New Delhi: Those holding a degree in philosophy traditionally find jobs as professors or researchers in universities. But now AI seems to have opened the door to new opportunities for them. Big artificial intelligence firms are turning to philosophers to train their models better.
AI firms have always grappled with safety questions when it comes to training new models or improving old ones. But for deep behavioural alignment issues, companies need what have been dubbed as “ethics engineers”. And this is where philosophers come in.
These philosophers help translate human values into algorithm constraints and prevent the AI model from exploiting loopholes in the reward structure. According to The Percolator, a Substack, this phenomenon is called Goodhart’s Law, and philosophers are skilled at spotting such vulnerabilities “because their training focuses on the structural consistency of ethical frameworks”.
This is reshaping how AI firms hire. According to Federal Reserve Bank of New York figures, cited by The Economist, those graduating with a philosophy degree in the US are more likely to land a job than those who obtained a computer science degree. Luciano Floridi, a philosopher at Yale University, said that many philosophy students are hired by AI firms before they even graduate.

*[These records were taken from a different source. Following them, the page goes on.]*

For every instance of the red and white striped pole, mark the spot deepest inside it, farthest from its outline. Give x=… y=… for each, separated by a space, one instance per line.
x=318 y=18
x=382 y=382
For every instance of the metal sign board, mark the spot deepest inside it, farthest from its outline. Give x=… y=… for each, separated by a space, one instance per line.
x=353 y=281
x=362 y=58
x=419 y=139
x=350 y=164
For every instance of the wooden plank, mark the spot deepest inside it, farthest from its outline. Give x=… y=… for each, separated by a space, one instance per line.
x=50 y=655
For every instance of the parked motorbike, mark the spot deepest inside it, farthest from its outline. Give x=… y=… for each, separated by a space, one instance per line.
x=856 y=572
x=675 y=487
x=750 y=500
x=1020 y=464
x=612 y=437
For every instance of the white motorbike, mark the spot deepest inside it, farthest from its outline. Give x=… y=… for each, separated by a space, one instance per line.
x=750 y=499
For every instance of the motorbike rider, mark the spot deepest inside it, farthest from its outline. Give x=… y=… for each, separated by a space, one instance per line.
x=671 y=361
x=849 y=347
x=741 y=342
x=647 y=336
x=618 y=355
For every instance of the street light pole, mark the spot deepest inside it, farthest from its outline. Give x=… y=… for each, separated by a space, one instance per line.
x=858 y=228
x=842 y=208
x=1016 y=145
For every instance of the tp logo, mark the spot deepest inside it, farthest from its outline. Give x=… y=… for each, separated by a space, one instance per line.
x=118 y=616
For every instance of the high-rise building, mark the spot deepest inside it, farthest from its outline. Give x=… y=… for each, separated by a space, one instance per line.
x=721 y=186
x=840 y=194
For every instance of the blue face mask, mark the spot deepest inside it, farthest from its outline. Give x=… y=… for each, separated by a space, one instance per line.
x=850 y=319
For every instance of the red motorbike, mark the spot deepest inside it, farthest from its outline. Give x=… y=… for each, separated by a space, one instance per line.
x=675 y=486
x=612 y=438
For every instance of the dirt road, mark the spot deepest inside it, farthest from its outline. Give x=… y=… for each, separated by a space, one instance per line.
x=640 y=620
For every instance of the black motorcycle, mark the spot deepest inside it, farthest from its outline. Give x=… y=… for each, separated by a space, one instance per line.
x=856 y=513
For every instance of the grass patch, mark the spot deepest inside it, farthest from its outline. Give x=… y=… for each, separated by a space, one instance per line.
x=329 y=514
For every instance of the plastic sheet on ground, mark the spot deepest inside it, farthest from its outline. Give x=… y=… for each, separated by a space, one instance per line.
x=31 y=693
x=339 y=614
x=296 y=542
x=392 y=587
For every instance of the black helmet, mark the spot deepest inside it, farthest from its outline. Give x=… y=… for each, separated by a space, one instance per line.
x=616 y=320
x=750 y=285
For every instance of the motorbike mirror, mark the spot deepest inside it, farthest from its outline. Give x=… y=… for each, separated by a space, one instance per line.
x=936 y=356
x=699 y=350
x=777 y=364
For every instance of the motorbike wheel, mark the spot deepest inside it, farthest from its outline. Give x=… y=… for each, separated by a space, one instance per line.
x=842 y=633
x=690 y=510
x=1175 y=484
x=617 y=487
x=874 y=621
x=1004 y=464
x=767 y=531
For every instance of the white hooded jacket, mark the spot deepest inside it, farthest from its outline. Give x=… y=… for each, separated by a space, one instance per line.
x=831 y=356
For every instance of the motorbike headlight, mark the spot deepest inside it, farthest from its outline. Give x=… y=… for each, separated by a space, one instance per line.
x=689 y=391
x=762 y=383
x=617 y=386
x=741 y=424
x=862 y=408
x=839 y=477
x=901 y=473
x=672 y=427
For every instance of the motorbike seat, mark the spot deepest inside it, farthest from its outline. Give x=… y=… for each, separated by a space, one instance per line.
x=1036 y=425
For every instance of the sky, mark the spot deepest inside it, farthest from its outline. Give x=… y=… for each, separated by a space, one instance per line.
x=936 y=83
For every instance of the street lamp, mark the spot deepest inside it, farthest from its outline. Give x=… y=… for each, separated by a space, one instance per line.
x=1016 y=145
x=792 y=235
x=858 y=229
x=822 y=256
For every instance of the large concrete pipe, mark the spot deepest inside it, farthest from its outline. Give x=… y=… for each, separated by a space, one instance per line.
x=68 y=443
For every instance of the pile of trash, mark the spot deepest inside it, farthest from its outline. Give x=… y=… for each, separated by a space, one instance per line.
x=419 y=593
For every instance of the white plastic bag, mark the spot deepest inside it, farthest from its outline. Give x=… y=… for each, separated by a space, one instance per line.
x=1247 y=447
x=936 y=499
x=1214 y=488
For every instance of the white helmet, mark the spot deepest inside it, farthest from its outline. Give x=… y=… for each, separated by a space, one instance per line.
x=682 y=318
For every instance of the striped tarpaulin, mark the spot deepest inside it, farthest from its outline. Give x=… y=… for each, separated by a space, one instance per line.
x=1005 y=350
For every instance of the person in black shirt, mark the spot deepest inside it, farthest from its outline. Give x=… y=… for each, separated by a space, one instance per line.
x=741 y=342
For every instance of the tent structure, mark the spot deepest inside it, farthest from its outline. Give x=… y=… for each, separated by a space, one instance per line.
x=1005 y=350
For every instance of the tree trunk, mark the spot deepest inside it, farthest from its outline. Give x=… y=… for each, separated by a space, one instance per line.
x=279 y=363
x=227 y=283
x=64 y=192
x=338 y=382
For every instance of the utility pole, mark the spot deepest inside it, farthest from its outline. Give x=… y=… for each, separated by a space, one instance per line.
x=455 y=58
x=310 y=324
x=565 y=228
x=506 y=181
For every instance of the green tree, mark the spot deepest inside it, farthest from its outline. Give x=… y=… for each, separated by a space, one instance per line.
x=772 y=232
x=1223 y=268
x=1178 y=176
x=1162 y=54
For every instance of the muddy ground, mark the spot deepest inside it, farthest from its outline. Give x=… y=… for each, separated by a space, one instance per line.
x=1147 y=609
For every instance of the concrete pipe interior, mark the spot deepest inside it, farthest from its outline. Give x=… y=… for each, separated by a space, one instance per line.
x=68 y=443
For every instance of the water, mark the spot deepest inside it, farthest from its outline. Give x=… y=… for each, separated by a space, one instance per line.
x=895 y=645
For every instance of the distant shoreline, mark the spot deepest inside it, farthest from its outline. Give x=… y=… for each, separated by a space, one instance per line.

A report in The Week said that top AI firms such as Anthropic and OpenAI have hired “high-profile” philosophers to help them make their models better. Sam Altman also, in an interview last year, had said that OpenAI hired “hundreds of moral philosophers” while designing rules for how ChatGPT will behave.
While hiring philosophers to train AI models doesn’t seem alarming, critics have raised concerns about what they call “moral deskilling”, when humans no longer feel like making ethical calls because AI is doing the job for them.’
“Morality is historically unstable, culturally variable, strategically manipulable, and often only retrospectively legible,” said Roman Yampolskiy, an AI theoretician at the University of Louisville.